Kağızman'a ısmarladım nargele.
Gümüş kemer ince bele dar gele.
Türküsü aklıma ne zaman geldi, dudağımdan ne zaman dökülmeye başladı bilmiyorum.
Sabahtı..!
Bolu dağları beyazdı.
Bu sabah hayatımda, bi değişiklik yapayım de'dim.
Güne,
Daha önce denemediğim, hiç mırıldanmadığım bi türkü ile başladım.
Önce..
Kağızman'a türküyü,
Sonra..
Usta'ya kuru fasulye'yi ısmarladım.
Usta Kağızmanlı,
Kuru Fasulye İspir'liydi.
Tarifi giz'li.!
Eller mahirdi.
İsmi Beytullah'tı.
Bin dokuz yüz yetmiş ikiliydi.
Ustanın ustası Rize'li,
Patronu.!!
Aşçılar Diyarı Mengen'liydi.
Dışarıda yemek yeme alışkanlığım pek yoktu amma.!!
Kuru fasulye olunca;
Bi de sır tarifli, zır lezzetli.!!
Üstüne bir de nam-ı diyarları aşınca, insan duramıyor tabii.
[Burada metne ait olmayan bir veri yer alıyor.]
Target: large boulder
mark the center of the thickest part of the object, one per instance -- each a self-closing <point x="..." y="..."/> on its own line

Kaşıkla içilen çorba yerine,
Sabah sabah çatalla yenilen kuru fasulye insana iyi geliyor.
Tereyağı ile yapılmış.
Yağsız, sinirsiz et parçaları.
Doğranmış ama içinde sır olmuş soğanlar.
Özel salça sosu.
Gazı alınmış diri ama aynı kıvamda pişirilmiş fasulyelerin, damağıma bulaşarak mideye inişi büyük bir hazdı.
Hala kulaklarımda Kağızman'a ısmarladım” türküsü vardı.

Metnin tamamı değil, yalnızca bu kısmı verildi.